Prep the jars: Check jars for chips. Wash jars and lids. (Optional: warm jars and lids.)
Prep the canner: Follow your canner’s instructions for filling and heating.
Remove meat from refrigerator: Take the prepared venison out so it’s ready to pack.
Add salt (optional): Add 1 teaspoon to each quart jar or ½ teaspoon to each pint jar.
Pack the jars: Fill warm jars loosely with raw venison, leaving 1 inch of headspace at the top.
Remove air pockets: Slide a butter knife or headspace tool down the inside of the jar and carefully drag it around the perimeter to release trapped air. Adjust meat if needed to maintain proper headspace.
Clean rims and apply lids: Wipe jar rims with a clean, damp cloth. Place lids on jars and screw bands on fingertip tight.
Load the pressure canner: Using a jar lifter, place jars into the prepared pressure canner, leaving space between jars as recommended by the manufacturer.
Vent the canner: Secure the lid and heat on medium-high until a steady stream of steam escapes. Vent steam for a full 10 minutes.
Bring to pressure: Heat the canner according to the manufacturer’s directions until it reaches the correct pressure for your altitude. Begin timing only once pressure is fully reached and maintained.
Process jars: Pints – 75 minutes; Quarts – 90 minutes. Maintain pressure for the full time.
Cool the canner: Turn off the heat and let the pressure drop naturally until the canner is fully depressurized.
Remove jars: Carefully open the lid away from you and use a jar lifter to remove jars. Place on a towel to cool.
Cool and check seals: Let jars cool undisturbed for 24 hours. Check seals, remove rings, label jars, and store in a cool, dark location.
Notes
Tips & Notes:
No added liquid needed: The venison releases its own juices during canning, filling the jar with flavorful broth.
Do not overpack jars: Leave some space for the meat to settle naturally.

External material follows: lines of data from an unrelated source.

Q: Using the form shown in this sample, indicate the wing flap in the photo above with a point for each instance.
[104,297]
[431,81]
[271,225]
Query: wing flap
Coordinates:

Canner venting: Vent the canner for exactly 10 minutes—no longer. Processing beyond recommended time can warp the canner.
Salt is optional: Add salt before canning if desired; other seasonings can be added later when cooking.
Jar safety: Warm jars before filling to prevent breakage. Preheating lids in warm water is recommended, but boiling isn’t necessary.
Storage: Keep sealed jars in a cool, dark place. Best quality is within 12–18 months. Always check seals before using.